Unless you are wealthy enough that you can afford not to work, or perhaps have been fortunate enough to retire early on a healthy pension, the vast majority of people in the UK will spend a significant chunk of their adult lives at work. For some, our jobs are a joy, that we devote hours to each week, alongside people we come to consider best friends.
However, not everyone is so fortunate and a recent report found that 16% of people either disliked or hated their job, while one in five were ambivalent and had no strong feelings either way. So, what can be done to improve these figures?
The most obvious answer is to switch careers, and the Office for National Statistics claims that 10.9% of people did just that in 2018. While that may be an easier decision for those in their late teens and early 20s, it can prove increasingly tricky as you move into your 30s and beyond, at which point you may need to think more carefully about your financial options. So, what are the advantages and disadvantages of a career change when you reach middle age?
The chances are that once you’ve reached or passed 30, you’ll be a more mature, well-rounded individual. That greater wealth of life experience should enable you to make an informed, educated decision on whether your current job is right for you, and if it’s time for a change.
It’s also more likely that you will have settled down, perhaps with a partner who benefits from a steady income. This might buy you some time to find your feet in your new career without putting pressure on you to earn significant amounts immediately.
And let’s not forget, that the prospect of a fresh challenge can alter your whole outlook on life. Rather than going through the motions at a job you could do with your eyes closed, you might be reinvigorated by having to learn new skills and enjoy waking up every day feeling motivated.

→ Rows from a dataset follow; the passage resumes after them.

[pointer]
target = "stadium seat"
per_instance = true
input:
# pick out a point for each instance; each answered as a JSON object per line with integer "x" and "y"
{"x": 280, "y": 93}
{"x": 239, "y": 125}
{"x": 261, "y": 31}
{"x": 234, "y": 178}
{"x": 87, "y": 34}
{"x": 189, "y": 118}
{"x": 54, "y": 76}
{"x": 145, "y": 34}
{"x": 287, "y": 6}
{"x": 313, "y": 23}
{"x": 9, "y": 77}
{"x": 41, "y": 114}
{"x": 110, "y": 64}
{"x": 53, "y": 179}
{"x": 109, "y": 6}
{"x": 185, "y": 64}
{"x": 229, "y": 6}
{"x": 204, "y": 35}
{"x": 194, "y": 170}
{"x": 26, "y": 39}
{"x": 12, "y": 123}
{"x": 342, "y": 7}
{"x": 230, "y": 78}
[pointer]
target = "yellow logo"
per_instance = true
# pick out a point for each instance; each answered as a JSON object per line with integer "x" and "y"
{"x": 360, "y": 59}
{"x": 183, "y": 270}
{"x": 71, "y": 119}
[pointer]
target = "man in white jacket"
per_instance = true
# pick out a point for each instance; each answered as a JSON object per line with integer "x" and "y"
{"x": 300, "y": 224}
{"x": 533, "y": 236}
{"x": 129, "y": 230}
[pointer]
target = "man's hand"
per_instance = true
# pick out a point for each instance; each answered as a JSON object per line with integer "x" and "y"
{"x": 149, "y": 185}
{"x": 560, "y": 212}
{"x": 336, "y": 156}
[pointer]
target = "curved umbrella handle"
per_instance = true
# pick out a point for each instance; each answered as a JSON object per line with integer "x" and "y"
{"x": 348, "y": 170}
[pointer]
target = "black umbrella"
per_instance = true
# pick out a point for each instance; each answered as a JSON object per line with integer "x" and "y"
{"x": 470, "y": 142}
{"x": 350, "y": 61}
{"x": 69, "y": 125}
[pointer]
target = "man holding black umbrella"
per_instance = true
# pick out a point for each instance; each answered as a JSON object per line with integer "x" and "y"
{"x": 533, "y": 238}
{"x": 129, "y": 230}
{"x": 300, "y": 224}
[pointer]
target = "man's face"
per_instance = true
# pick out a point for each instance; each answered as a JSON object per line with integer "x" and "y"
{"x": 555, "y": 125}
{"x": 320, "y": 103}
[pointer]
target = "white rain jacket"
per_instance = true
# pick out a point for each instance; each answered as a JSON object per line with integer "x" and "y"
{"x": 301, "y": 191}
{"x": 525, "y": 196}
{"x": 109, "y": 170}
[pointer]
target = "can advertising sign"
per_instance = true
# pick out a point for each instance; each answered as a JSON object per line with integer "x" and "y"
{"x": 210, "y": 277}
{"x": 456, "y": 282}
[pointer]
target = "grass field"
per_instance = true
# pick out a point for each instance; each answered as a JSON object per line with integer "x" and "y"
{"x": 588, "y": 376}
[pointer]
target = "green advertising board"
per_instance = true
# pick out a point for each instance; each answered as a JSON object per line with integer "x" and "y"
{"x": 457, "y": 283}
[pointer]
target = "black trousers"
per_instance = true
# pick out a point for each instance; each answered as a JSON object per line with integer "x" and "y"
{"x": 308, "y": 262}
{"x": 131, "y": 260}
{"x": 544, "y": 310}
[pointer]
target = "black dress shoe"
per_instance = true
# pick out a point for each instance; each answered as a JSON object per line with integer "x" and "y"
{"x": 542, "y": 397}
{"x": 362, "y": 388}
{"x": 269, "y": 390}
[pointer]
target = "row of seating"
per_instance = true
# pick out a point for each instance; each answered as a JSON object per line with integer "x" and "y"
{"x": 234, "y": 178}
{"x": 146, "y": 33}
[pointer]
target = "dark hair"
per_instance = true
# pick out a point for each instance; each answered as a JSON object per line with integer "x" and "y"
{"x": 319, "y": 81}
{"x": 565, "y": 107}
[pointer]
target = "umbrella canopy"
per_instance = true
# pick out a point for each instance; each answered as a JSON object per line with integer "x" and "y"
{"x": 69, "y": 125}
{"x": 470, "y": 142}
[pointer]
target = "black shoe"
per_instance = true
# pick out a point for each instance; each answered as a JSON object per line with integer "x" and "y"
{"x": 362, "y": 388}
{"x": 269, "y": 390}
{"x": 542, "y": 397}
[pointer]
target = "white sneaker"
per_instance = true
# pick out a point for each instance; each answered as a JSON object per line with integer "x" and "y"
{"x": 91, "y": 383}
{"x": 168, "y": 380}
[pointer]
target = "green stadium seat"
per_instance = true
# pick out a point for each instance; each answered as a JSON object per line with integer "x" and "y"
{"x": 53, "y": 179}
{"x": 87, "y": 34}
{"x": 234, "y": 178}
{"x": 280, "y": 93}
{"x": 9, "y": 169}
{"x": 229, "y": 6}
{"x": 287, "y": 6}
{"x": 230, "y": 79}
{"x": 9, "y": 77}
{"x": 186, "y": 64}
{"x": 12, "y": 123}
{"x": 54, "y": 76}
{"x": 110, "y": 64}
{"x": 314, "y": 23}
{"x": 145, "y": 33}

One of the major potential downsides, of course, is that you may have financial responsibilities to contend with – such as paying the mortgage and making sure your children are provided for. A change in career will likely mean a drop in salary, in which case it may be worth considering your funding options while you establish yourself.
You may also find that picking up new skills when you’re slightly older is more difficult compared with your younger colleagues, who may find similar tasks easier. And of course, making a move always carries the risk of landing in a role that you enjoy less than your previous job, which may leave you wishing you could return to your comfort zone.
There are clearly positives and negatives to both sides of the argument, so it’s crucial that you give a career change careful consideration before taking the plunge.